Hi all,
I got the problem I reportet yesterday again, while writing to a
samba-mounted xfs-lvm volume (/fs3) (this time vmware-win2k, yesterday real
win2k). I was writing files to /fs3/scr/dc which is now reported empty:
root@judicator:/fs3/scr > ls -la /fs3/scr/dc
total 0
the client process on windows is happily writing to this folder while I did
the ls.
Also in the parent directory /fs3/scr/ one of my backup-directories
"chimaera_backups" is missing (didn't even touch it for days):
root@judicator:/fs3/scr > ls -la /fs3/scr
ls: /fs3/scr/chimaera_backups: No such file or directory
total 16
drwxrwxrwt 7 root root 88 Feb 25 00:56 .
drwxr-xr-x 5 root root 46 Feb 8 18:19 ..
drwxrwx--- 11 thrawn thrawn 4096 Feb 27 13:54 dc
drwxr-xr-x 6 root root 75 Feb 17 20:06 judicator_backups
drwxrwx--- 7 thrawn thrawn 4096 Feb 26 15:50 old_dc
drwxrwsrwt 3 thrawn admin 4096 Feb 27 13:20 upload
I had this "no such file or directory" problem with reiserfs a year ago,
while writing to nfs shares.
Running xfs_repair -n after umount /fs3 gives me
root@judicator:/ > xfs_repair -n /dev/vg02/lvol1
Phase 1 - find and verify superblock...
bad primary superblock - bad magic number !!!
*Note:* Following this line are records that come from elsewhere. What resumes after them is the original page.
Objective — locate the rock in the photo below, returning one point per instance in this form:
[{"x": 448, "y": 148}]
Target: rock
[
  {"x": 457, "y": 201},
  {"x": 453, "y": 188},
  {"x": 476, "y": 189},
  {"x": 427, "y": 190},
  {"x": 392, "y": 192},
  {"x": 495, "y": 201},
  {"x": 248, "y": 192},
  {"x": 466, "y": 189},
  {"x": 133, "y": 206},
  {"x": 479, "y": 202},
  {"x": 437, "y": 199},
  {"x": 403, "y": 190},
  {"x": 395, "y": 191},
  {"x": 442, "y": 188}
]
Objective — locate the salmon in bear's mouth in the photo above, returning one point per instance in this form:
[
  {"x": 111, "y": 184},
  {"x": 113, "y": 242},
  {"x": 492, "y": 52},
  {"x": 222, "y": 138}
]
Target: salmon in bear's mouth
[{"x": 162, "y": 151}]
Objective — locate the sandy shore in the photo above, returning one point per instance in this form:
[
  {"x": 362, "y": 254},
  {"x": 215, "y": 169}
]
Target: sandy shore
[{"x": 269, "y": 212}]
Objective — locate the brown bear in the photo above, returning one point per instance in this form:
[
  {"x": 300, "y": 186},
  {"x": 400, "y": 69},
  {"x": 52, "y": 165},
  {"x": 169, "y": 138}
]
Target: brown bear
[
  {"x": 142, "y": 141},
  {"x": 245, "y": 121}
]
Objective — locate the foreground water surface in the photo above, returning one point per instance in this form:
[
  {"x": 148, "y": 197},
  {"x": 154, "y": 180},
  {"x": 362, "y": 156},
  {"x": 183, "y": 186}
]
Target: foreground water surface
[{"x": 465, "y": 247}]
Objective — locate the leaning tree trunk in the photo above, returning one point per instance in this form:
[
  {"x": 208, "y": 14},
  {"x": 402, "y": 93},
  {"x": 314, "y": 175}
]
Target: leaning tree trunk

attempting to find secondary superblock...
...........................................................................................................
I abortet this and did a reboot.
Now xfs_repair -n shows no errors at all, and
root@judicator:/ > xfs_repair /dev/vg02/lvol1
xfs_repair: warning - cannot set blocksize on block device /dev/vg02/lvol1:
Invalid argument
Phase 1 - find and verify superblock...
Phase 2 - using internal log
- zero log...
- scan filesystem freespace and inode maps...
- found root inode chunk
Phase 3 - for each AG...
- scan and clear agi unlinked lists...
- process known inodes and perform inode discovery...
- agno = 0
- agno = 1
- agno = 2
- agno = 3
- agno = 4
- agno = 5
- agno = 6
- agno = 7
- agno = 8
- agno = 9
- agno = 10
- agno = 11
- agno = 12
- agno = 13
- agno = 14
- agno = 15
- agno = 16
- agno = 17
- agno = 18
- agno = 19
- agno = 20
- agno = 21
- agno = 22
- agno = 23
- agno = 24
- agno = 25
- agno = 26
- agno = 27
- agno = 28
- agno = 29
- agno = 30
- agno = 31
- agno = 32
- agno = 33
- agno = 34
- agno = 35
- agno = 36
- agno = 37
- agno = 38
- process newly discovered inodes...
Phase 4 - check for duplicate blocks...
- setting up duplicate extent list...
- clear lost+found (if it exists) ...
- clearing existing "lost+found" inode
- deleting existing "lost+found" entry
- check for inodes claiming duplicate blocks...
- agno = 0
- agno = 1
- agno = 2
- agno = 3
- agno = 4
- agno = 5
- agno = 6
- agno = 7
- agno = 8
- agno = 9
- agno = 10
- agno = 11
- agno = 12
- agno = 13
- agno = 14
- agno = 15
- agno = 16
- agno = 17
- agno = 18
- agno = 19
- agno = 20
- agno = 21
- agno = 22
- agno = 23
- agno = 24
- agno = 25
- agno = 26
- agno = 27
- agno = 28
- agno = 29
- agno = 30
- agno = 31
- agno = 32
- agno = 33
- agno = 34
- agno = 35
- agno = 36
- agno = 37
- agno = 38
Phase 5 - rebuild AG headers and trees...
- reset superblock...
Phase 6 - check inode connectivity...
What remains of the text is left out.